Cette année, partout à Davos, on parle de confiance. Et personne ne connaît mieux la confiance que Richard Edelman. En 1999, Edelman s’apprêtait à reprendre la société de relations publiques fondée par son père Daniel. Encouragé par les manifestations de 1999 devant l’OMC à Seattle, il a décidé d’essayer de mesurer le niveau de confiance dans les ONG par rapport aux entreprises, au gouvernement et aux médias. Edelman a interrogé 1 300 leaders d’opinion aux États-Unis, au Royaume-Uni, en France, en Allemagne et en Australie, et c’est ainsi qu’est né le baromètre de confiance Edelman.

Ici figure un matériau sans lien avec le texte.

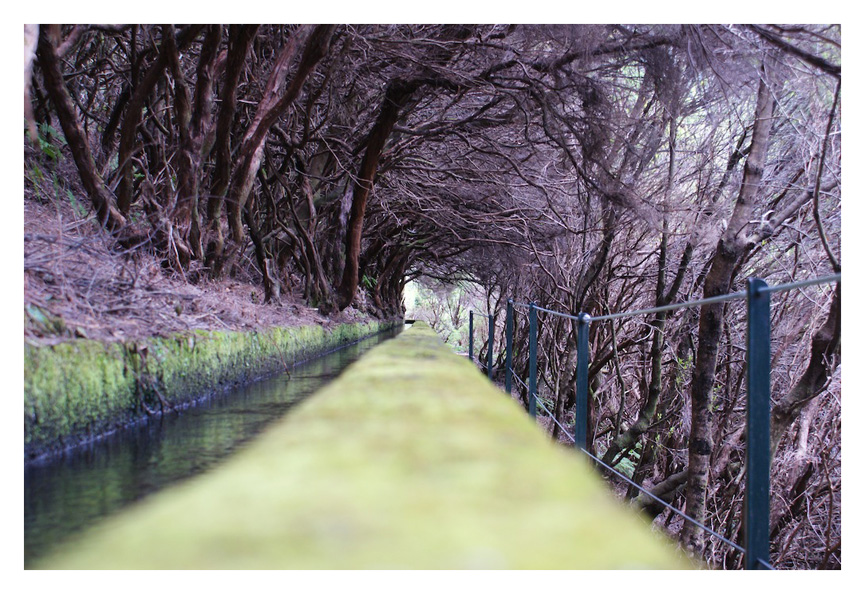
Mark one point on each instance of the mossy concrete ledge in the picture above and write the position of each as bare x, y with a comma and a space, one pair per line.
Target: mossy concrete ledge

Alors que l’échantillon de l’enquête s’est depuis longtemps élargi au-delà des élites pour inclure environ 34 000 personnes interrogées dans 28 pays, ses résultats sont toujours révélés et débattus chaque année lors du rassemblement le plus important des élites : le Forum économique mondial. Les résultats de cette année sont décourageants : environ 70 % des personnes interrogées ont désormais une mentalité « insulaire » : ils ne veulent pas parler, travailler ou même être dans le même espace avec quelqu’un qui ne partage pas leur vision du monde. Et « un sentiment de rancune » imprègne le monde des affaires, selon Edelman. À Davos, les discussions sur ces découvertes ont donné lieu à une série de dîners, de panels, de cocktails et de points de presse. Quel meilleur endroit pour rassembler les gens que le Village Green le plus puissant au monde ?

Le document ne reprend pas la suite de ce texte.